When Mike Schwartz, 40, walked into an ailing Harley-Davidson motorcycle dealership in 1992, he could smell the opportunity. The dealership was located in a part of Wilmington, Delaware, that had seen better days. And when he was told the bike he ordered would take two years to arrive, it was clear service was a problem. Management, a throwback to an era that owed more to the racing circuit than the business circuit, didn't seem to have its heart in the business anymore. Schwartz told the owner to contact him if he ever wanted to sell.

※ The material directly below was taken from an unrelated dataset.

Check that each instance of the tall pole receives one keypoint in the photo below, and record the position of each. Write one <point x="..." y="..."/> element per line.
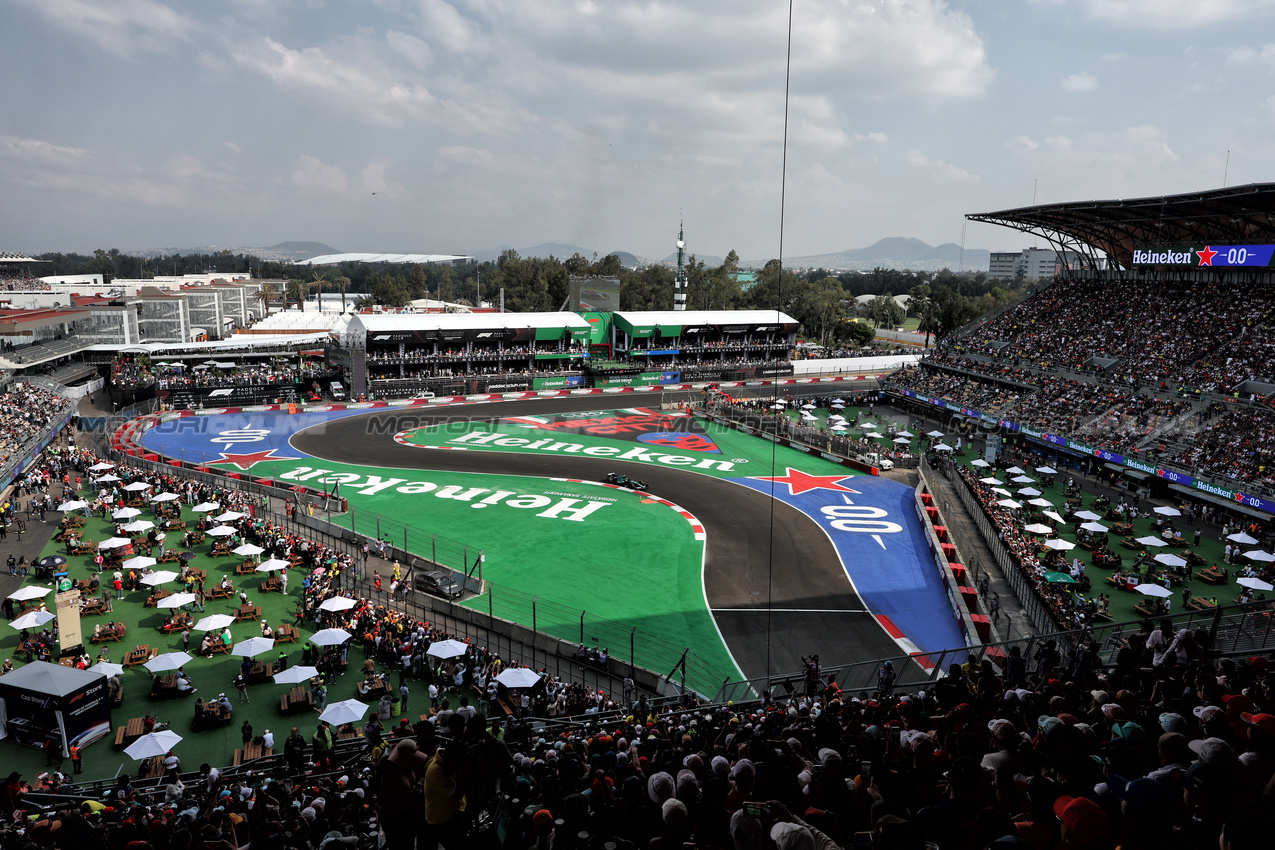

Two years later, in the winter of 1994, Schwartz got a call from the owner, who was ready to unload the business. Schwartz bought the company, which consisted of a note from the seller and about $300,000 in equipment and inventory, for less than $1 million. Working as both owner and general manager,Schwartz returned the dealership to robust health within a year and a half, a period during which the Harley nameplate enjoyed a popular resurgence.
But he didn't have long to rest on his laurels. His lease was set to expire, and Schwartz was about to make some big decisions.
Rather than staying put, or moving to the other side of town, Schwartz set out to create a "destination" dealership. To realize his vision, Schwartz bought land in nearby New Castle, Delaware, razed the existing buildings, and started building from the ground up. The result was Mike's Famous Roadside Rest, a 42,000-square-foot complex complete with a restaurant, dealership and museum, all just off the main artery of the northeast corridor of Interstate 95.
And a "destination" is exactly what it became. On some weekends in the spring of 1999--the dealership's first spring season since completion--upwards of 5,000 Harley faithful (as well as the merely curious) made the pilgrimage to Mike's Famous to bask in the glow of one of America's great cultural icons.